Biochemical recurrence prediction after robot-assited radical prostatectomy (BCR-PRARP)
Tanan Bejrananda,
Kiyoshi Takahara,
Dutsadee Sowanthip,
Tomonari Motonaga,
Kota Yagi,
Wataru Nakamura,
Masanobu Saruta,
Takuhisa Nukaya,
Masashi Takenaka,
Kenji Zennami,
Manabu Ichino,
Hitomi Sasaki,
Makoto Sumitomo,
Ryoichi Shiroki
Affiliations
Tanan Bejrananda
Division of Urology, Department of Surgery, Faculty of Medicine, Prince of Songkla University, Hat Yai, Songkhla, Thailand; Department of Urology, Fujita Health University School of Medicine, Toyoake, Aichi, Japan; Corresponding author.

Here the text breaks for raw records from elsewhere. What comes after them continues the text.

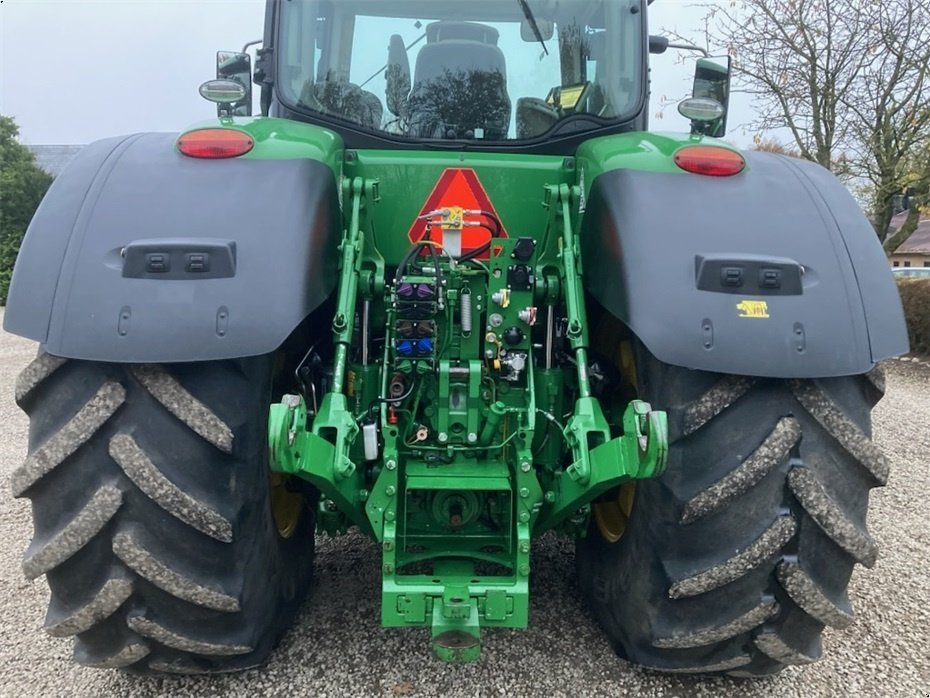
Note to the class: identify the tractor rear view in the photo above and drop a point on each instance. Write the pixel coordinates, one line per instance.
(448, 291)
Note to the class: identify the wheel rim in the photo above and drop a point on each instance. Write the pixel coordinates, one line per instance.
(613, 516)
(286, 506)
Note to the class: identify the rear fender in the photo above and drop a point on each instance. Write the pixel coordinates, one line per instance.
(139, 253)
(658, 247)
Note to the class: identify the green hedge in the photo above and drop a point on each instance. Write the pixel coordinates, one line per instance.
(915, 296)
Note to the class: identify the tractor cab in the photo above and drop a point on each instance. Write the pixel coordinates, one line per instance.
(482, 72)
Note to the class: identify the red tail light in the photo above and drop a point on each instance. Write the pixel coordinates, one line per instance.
(710, 160)
(215, 143)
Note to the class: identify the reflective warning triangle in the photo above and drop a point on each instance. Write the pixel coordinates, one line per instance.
(457, 187)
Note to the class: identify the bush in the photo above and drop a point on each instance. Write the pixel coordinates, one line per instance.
(22, 186)
(915, 297)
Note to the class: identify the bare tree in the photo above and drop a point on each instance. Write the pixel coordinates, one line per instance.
(848, 79)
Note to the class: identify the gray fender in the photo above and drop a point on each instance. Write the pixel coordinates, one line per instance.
(772, 272)
(139, 253)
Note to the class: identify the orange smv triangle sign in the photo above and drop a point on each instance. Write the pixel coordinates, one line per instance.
(457, 187)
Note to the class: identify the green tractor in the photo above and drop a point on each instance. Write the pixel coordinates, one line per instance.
(448, 291)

Division of Urology, Department of Surgery, Faculty of Medicine, Prince of Songkla Universit, Hat Yai, Songkhla, 90110, Thailand.
Kiyoshi Takahara
Department of Urology, Fujita Health University School of Medicine, Toyoake, Aichi, Japan
Dutsadee Sowanthip
Department of Urology, Fujita Health University School of Medicine, Toyoake, Aichi, Japan; Division of Urology, Department of Surgery, Faculty of Medicine, Chulalongkorn University, King Chulalongkorn Memorial Hospital, The Thai Red Cross Society, Bangkok, Thailand
Tomonari Motonaga
Department of Urology, Fujita Health University School of Medicine, Toyoake, Aichi, Japan
Kota Yagi
Department of Urology, Fujita Health University School of Medicine, Toyoake, Aichi, Japan
Wataru Nakamura
Department of Urology, Fujita Health University School of Medicine, Toyoake, Aichi, Japan
Masanobu Saruta
Department of Urology, Fujita Health University School of Medicine, Toyoake, Aichi, Japan
Takuhisa Nukaya
Department of Urology, Fujita Health University School of Medicine, Toyoake, Aichi, Japan
Masashi Takenaka
Department of Urology, Fujita Health University School of Medicine, Toyoake, Aichi, Japan
Kenji Zennami
Department of Urology, Fujita Health University School of Medicine, Toyoake, Aichi, Japan
Manabu Ichino
Department of Urology, Fujita Health University School of Medicine, Toyoake, Aichi, Japan
Hitomi Sasaki
Department of Urology, Fujita Health University School of Medicine, Toyoake, Aichi, Japan
Makoto Sumitomo
Department of Urology, Fujita Health University School of Medicine, Toyoake, Aichi, Japan
Ryoichi Shiroki
Department of Urology, Fujita Health University School of Medicine, Toyoake, Aichi, Japan
Objective: This study aimed to establish a robust predictive model for biochemical recurrence (BCR) in patients with prostate cancer who underwent robot-Assisted Radical Prostatectomy. Material and methods: A cohort of 1700 patients who underwent robot-assisted radical prostatectomy (RARP) for prostate cancer between August 2009 and December 2022 was included. BCR was defined as two consecutive PSA levels exceeding 0.2 ng/mL post-radical prostatectomy. Cox proportional hazards regression identified predictive variables for BCR. Subsequently, pathologic T stage, PSA level, positive surgical margin, extraprostatic extension, and seminal vesicle involvement were retained. A nomogram was constructed using R software to predict BCR. The model was evaluated using the C-index and calibration curves. Results: A total of 161 instances of BCR were observed during a median follow-up of 61.0 months (range, 12–162 months). The 5-year BCR-free survival rate for the cohort was 25 %. Univariate analysis demonstrated significant associations between BCR and PSA, clinical T stage, biopsy Gleason score, D'Amico risk classification, pathologic T stage, pathologic Gleason score, extraprostatic extension, seminal vesicle invasion, and positive surgical margins. Multivariate analysis identified high PSA ≥20 ng/mL (HR: 1.93; p = 0.034), pathologic T stage 3–4 (HR: 1.89; p < 0.001), pathologic Gleason score 8–10 (HR: 5.43; p < 0.001), extraprostatic extension (HR: 1.41; p < 0.001), seminal vesicle involvement (HR: 1.92; p = 0.018), and positive surgical margin (HR: 2.73; p < 0.001) as independent predictors of BCR. The new model exhibited a C-index of 0.743 (95 % confidence interval: 0.741–0.745). Conclusion: The developed nomogram accurately predicts the likelihood of BCR-free status within 3 years following RARP. This allows for tailored follow-up strategies, optimizing resource allocation, and holds significant clinical utility, warranting broader implementation and further research.